There’s a stack more – a film version of Jack and the Beanstalk, a Toy Story 4, news that the planned fifth Indiana Jones movie has been delayed a year until 2020 and much more – but the point has been made, very loudly.

Of course this is not the first time this has happened.

All of the Hollywood studios – though mostly those with big franchises – tend to throw out longer range release date lists from time to time.

And several years ago both Disney and Warner Bros pushed out Marvel and DC Comics release date lists that took those brands through to 2020.

In many respects that was a land grab: Marvel’s Avengers, Iron Man, Thor and others compete very directly against DC’s Batman, Superman, Wonder Woman and Justice League for cinema dollars.

What we’ve seen today is at its simplest that land grab once more, but with feeling.

It seems ironic that as major studios shrink the total number of films they release and the box office revenue totals go up that anyone could even imagine the market was tightening.

But as non-cinema alternatives, such as streaming platforms (Netflix, Stan, Amazon Video and others) and one-demand media stores such as iTunes creep into consumer activity, the pressure has never been greater to get a hook into your spend.

And yet that alone is not the whole strategy.

There is a need to stabilise the investment market – either the sharemarket, in the case of some studios, or the stakeholders themselves – with a loud declaration to the market that everything is going to plan.

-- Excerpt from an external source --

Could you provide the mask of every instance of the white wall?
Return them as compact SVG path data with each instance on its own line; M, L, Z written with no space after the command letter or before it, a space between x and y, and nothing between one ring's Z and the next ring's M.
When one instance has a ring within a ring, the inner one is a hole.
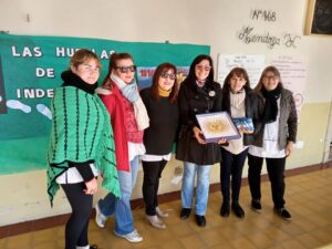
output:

As recently as a decade ago, franchise titles such as Star Wars, Indiana Jones, The Avengers or Superman and Batman, were a part of each studios output, but they did not represent the whole slate. Far from it in fact.

But as the landscape has shifted, the Netflix-powered trend which has effectively killed the little-ticket Hollywood studio film, has left the big studios with big franchises dominating their entire balance sheet.

It has never been truer to say that the rise and fall of a studios fortunes rests solely on the shoulders of a superhero, or indeed a Jedi knight.

Which is why you have seen in the last decade an asset-acqusition push, particularly from Disney, in order to shore up each studios longer-range fortunes.

In owning both Marvel and Lucasfilm (which makes Star Wars), for example, Disney allows each to have fallow years lest the creative farmland they have laid out around them is rendered barren within a decade.

And for brands such as Star Wars and Indiana Jones, much like Marvel and DC Comics, there is also a need to allay the uncertainties of fans.

In decades gone by the studios simply bumbled from time to time. For every Empire Strikes Back and Last Crusade there is a Star Wars Holiday Special and a Kingdom of the Crystal Skull.

The fan economy is now so huge, and so powerful, that studios need to quell the fickle emotions of fans – either that the films are on track, or indeed that the content of them is on-brand – lest a burst of unrest rattle the larger audience.

Nothing could kill Superman and Batman more effectively, for example, than a sense in the audience that Warner Bros’ management of the brand, and the stories which spring from it, had lost focus or was off its mark.

In comparison, kryptonite seems positively passe.